Ma il protagonista – ottima prova di Francesco Palozzi che riesce a giocare sul turbamento del suo personaggio concorrendo alla costruzione di una trappola per lo spettatore decisamente riuscita – non è un principe di Danimarca: è “soltanto” un uomo in prigione il cui volto si fa disarmonico e si carica dei segni dell’angoscia collettiva perché la stretta cella rimbomba e amplifica i lamenti degli altri prigionieri. Lamenti in lingue irriconoscibili: nessun lemma è comprensibile e Grande sfrutta con intelligenza questo dettaglio, accompagnando lo spettatore a scoprire a poco a poco che la lingua universale delle prigioni è quella della sofferenza.
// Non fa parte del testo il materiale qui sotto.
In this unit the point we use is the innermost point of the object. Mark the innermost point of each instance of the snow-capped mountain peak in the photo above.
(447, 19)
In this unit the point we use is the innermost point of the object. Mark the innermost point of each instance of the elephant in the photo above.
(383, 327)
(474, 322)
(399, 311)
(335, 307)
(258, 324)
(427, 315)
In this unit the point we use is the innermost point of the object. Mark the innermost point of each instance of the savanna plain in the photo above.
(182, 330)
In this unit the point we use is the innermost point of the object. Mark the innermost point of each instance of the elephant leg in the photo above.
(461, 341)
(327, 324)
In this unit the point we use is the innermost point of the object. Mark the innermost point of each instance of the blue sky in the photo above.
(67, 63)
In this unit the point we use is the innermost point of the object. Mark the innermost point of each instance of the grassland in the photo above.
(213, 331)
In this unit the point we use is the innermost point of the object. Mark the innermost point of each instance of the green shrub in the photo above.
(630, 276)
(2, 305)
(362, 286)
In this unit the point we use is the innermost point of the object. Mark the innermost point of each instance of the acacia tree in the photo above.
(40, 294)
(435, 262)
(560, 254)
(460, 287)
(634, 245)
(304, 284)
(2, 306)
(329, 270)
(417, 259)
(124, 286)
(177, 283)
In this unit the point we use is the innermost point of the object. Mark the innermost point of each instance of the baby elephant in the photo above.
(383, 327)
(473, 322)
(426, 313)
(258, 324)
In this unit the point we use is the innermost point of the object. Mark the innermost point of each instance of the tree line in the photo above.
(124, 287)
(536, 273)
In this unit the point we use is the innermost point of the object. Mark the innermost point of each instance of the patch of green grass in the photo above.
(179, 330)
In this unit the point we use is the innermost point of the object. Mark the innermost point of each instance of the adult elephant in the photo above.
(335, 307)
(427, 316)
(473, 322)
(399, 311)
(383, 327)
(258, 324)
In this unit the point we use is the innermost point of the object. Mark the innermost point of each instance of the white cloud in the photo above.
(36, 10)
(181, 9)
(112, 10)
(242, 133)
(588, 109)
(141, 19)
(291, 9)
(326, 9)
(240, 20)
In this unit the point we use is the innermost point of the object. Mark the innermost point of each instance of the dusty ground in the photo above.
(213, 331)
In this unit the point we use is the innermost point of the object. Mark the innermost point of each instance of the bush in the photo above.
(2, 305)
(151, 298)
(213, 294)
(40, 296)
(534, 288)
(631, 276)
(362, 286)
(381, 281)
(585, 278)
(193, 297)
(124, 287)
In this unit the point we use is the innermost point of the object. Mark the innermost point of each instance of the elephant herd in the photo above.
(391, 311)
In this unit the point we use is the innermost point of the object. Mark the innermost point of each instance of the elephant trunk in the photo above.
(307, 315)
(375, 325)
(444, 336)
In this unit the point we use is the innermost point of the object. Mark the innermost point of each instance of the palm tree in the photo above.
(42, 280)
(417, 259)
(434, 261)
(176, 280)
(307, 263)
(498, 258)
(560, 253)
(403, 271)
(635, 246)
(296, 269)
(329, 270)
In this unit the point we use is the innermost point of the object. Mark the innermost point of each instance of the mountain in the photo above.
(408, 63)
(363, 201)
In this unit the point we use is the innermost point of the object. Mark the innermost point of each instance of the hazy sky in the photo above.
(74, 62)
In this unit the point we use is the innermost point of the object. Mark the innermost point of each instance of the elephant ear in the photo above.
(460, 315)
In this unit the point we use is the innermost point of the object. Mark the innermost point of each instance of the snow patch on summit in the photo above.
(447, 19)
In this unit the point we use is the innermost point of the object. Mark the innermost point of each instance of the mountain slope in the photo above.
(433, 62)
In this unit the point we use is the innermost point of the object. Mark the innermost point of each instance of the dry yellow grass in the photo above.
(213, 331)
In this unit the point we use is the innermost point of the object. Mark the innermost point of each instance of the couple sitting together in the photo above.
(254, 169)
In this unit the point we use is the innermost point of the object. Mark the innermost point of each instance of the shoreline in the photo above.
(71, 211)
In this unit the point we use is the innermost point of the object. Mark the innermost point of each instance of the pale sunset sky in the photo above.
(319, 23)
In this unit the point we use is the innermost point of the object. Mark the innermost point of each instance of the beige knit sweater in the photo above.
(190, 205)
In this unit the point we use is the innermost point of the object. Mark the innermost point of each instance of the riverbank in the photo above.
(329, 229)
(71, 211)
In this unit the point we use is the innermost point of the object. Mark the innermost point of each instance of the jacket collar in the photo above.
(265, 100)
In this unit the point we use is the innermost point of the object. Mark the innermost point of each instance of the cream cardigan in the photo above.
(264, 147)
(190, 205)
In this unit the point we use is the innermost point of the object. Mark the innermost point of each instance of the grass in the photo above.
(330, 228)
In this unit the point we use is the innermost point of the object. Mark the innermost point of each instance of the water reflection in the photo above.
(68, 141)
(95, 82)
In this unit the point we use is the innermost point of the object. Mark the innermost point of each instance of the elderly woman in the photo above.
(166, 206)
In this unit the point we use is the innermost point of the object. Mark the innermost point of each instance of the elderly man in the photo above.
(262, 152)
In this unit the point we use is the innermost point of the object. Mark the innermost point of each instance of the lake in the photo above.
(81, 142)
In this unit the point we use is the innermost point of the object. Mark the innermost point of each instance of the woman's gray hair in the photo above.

Quale sia la colpa del prigioniero non è importante: conta, invece, che in questa catabasi – ripresa dal regista con soggettive frequenti e movimenti di macchina razionali – il ritmo serrato della rappresentazione finisca per spezzare lo stereotipo e spiazzare lo spettatore.
Molto attento a sviluppare la tensione narrativa, Alessandro Grande fa di questa sua breve discesa tra i muri pieni di crepe e i soffitti bassi, un sospiro leggero e carico di significato: le coreografiche entrate in scena dei guardiani collidono visivamente con i volti sofferenti dei prigionieri e la messinscena è in partenza disvelata.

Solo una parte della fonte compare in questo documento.